Véritable institution en Italie, le festival de San Remo captive depuis 70 ans, les fans de variété. Il a débuté mardi et se déroule cette année sans public.
Certains le jugent suranné ou kitsch, mais le festival de la chanson italienne de Sanremo est avant tout une institution qui chaque année captive des millions de fans. Que ce soit pour ses mélodies grandiloquentes, ses polémiques ou les tenues frisant le mauvais goût de certains invités, le festival de cinq jours débutant mardi, retransmis en direct à la télévision, est devenu au fil des ans un passe-temps national inspirant à la fois nostalgie et dérision. Cette année, la pandémie a privé de public les chanteurs, et la mannequin Naomi Campbell a dû renoncer à une apparition en raison des restrictions imposées aux voyages.
En lot de consolation, le charismatique attaquant de l’AC Milan Zlatan Ibrahimovic sera présent en guest star lors de la soirée d’ouverture, qui chaque année attire quelque dix millions de spectateurs pour voir les stars de la chanson italienne et commenter les controverses sur les accusations de play-back et de plagiat, les querelles d’ego entre people ou les faux-pas en matière de garde-robe. Paolo Soddu, co-auteur en 2001 d’un ouvrage sur « le Festival », y voit « un rituel national », une expérience partagée qui révèle « le rêve collectif » de la nation italienne. « Que ça vous plaise ou non, on en parle. Même si vous haïssez le festival, vous le regardez », explique-t-il. Le festival est né en 1951 pour promouvoir le tourisme dans la ville balnéaire de Sanremo en Ligurie (nord-ouest). La télévision publique RAI y a vu un canal pour présenter les nouveaux visages de la variété italienne devant un public qui se met sur son 31 pour l’occasion. Devenu au fil des ans un passage obligé, Sanremo a accueilli le gotha des interprètes de la péninsule, du timide Lucio Dalla à l’incomparable Mina en passant par le génial Lucio Battisti et l’élégantissime Ornella Vanoni, et même le ténor Andrea Bocelli.

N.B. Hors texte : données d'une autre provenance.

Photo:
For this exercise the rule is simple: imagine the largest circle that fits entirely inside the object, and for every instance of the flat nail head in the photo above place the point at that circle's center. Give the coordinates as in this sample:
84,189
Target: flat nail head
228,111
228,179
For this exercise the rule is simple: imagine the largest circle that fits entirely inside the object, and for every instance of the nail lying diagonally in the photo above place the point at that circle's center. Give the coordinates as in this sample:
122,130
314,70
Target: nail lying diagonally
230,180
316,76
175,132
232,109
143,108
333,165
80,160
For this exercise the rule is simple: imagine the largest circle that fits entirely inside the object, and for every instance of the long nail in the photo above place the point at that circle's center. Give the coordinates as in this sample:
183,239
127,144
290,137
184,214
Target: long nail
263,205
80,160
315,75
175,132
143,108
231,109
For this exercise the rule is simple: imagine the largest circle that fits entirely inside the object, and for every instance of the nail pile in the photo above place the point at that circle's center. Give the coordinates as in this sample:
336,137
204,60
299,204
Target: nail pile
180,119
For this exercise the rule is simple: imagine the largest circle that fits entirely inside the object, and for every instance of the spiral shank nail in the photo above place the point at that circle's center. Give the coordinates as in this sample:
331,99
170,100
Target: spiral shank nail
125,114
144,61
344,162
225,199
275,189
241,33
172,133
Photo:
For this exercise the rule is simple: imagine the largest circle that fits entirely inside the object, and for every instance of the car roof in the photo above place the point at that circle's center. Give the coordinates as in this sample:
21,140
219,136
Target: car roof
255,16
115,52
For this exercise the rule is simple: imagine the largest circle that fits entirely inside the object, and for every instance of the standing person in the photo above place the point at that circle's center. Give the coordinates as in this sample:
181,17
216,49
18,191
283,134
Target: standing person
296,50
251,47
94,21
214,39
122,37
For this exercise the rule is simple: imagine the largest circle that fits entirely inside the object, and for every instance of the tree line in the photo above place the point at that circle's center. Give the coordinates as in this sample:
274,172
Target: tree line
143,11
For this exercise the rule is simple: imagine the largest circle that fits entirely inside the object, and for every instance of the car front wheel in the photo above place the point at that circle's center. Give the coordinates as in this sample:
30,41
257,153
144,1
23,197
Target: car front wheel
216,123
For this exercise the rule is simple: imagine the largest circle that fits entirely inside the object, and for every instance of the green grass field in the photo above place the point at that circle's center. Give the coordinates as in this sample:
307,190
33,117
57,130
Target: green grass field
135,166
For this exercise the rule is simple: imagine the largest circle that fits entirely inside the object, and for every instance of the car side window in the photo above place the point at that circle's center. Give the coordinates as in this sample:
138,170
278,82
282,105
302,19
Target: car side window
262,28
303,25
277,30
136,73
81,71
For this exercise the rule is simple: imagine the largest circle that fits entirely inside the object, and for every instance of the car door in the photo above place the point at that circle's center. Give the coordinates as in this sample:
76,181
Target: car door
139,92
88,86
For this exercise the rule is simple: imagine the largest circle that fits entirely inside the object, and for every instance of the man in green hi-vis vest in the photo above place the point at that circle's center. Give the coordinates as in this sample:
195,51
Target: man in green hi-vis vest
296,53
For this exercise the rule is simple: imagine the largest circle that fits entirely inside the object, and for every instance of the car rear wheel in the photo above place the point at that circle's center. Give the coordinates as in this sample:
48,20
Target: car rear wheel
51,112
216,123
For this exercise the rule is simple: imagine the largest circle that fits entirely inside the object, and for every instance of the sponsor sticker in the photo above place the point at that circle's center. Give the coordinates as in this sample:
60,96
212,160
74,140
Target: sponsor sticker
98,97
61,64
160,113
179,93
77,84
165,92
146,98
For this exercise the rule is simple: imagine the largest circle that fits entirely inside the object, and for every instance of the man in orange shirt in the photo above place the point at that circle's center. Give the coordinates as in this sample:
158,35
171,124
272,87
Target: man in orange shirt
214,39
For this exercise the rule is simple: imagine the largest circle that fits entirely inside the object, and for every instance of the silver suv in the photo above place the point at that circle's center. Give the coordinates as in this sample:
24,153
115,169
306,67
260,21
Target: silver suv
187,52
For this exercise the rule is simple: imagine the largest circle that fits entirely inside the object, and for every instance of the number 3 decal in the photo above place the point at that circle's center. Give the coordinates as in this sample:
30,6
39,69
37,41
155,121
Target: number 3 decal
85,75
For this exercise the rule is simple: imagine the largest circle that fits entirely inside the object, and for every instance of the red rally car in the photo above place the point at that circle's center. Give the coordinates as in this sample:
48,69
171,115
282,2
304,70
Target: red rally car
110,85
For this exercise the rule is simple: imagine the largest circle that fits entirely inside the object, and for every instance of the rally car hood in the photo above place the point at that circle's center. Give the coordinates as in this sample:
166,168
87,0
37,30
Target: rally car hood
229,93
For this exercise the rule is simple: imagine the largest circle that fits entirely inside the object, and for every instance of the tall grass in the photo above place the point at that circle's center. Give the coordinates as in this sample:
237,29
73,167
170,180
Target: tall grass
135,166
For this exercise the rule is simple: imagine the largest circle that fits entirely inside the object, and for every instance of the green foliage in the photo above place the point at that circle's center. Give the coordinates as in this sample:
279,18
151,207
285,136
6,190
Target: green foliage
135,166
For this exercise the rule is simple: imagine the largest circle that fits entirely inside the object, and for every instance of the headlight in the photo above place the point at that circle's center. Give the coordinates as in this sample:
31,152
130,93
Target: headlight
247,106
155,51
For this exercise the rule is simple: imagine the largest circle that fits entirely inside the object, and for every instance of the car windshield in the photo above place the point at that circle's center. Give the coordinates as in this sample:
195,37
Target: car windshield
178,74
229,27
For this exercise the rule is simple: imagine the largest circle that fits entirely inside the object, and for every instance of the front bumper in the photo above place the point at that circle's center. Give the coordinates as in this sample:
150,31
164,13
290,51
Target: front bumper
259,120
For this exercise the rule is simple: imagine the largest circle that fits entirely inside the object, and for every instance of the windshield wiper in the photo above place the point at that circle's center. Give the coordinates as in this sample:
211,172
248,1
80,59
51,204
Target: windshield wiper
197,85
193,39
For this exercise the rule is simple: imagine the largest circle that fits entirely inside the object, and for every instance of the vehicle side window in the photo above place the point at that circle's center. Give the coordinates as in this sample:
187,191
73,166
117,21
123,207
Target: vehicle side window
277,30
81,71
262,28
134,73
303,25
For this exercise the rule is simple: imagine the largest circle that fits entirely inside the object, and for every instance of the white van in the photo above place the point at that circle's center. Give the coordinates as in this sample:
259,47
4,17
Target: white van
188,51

Un vrai modèle pour l’Eurovision
L’un des premiers à avoir accédé à la célébrité grâce à Sanremo fut Domenico Modugno en 1958: son refrain entêtant Volare sut saisir l’esprit insouciant de l’Italie en plein boom économique, trop heureuse d’avoir tourné les pages sombres de la guerre. Au-delà des grands noms de la chanson italienne, le festival a aussi accueilli des stars de renommée mondiale comme Shirley Bassey, Dusty Springflied, Sonny and Cher ou Louis Armstrong.
Les controverses sont légion: Adriano Celentano fit scandale en 1961 en tournant le dos au public, en 2010 une chanson sur l’euthanasie fut jugée de mauvais goût. Le festival a aussi été marqué par la tragédie, notamment en 1967 lorsque Luigi Tenco se suicida quelques heures après l’élimination de sa chanson Ciao amore, ciao, chantée avec sa célèbre petite amie d’alors, Dalida. Ces dernières décennies, le festival est devenu de plus en plus kitsch, ce qui ne devrait pas surprendre venant d’un événement qui a servi de modèle pour le concours Eurovision, connu pour être le sommet en la matière. Le gagnant représente d’ailleurs régulièrement le pays à l’Eurovision. Ce fut le cas tous les ans entre 1956 et 1966 et depuis 2017, mais de façon plus sporadique les autres années. C’est là que fut désigné le chanteur italo-égyptien Mahmood en 2019, au grand dam du de Matteo Salvini, membre du parti populiste d’extrême droite la Ligue du Nord, et alors ministre de l’Intérieur.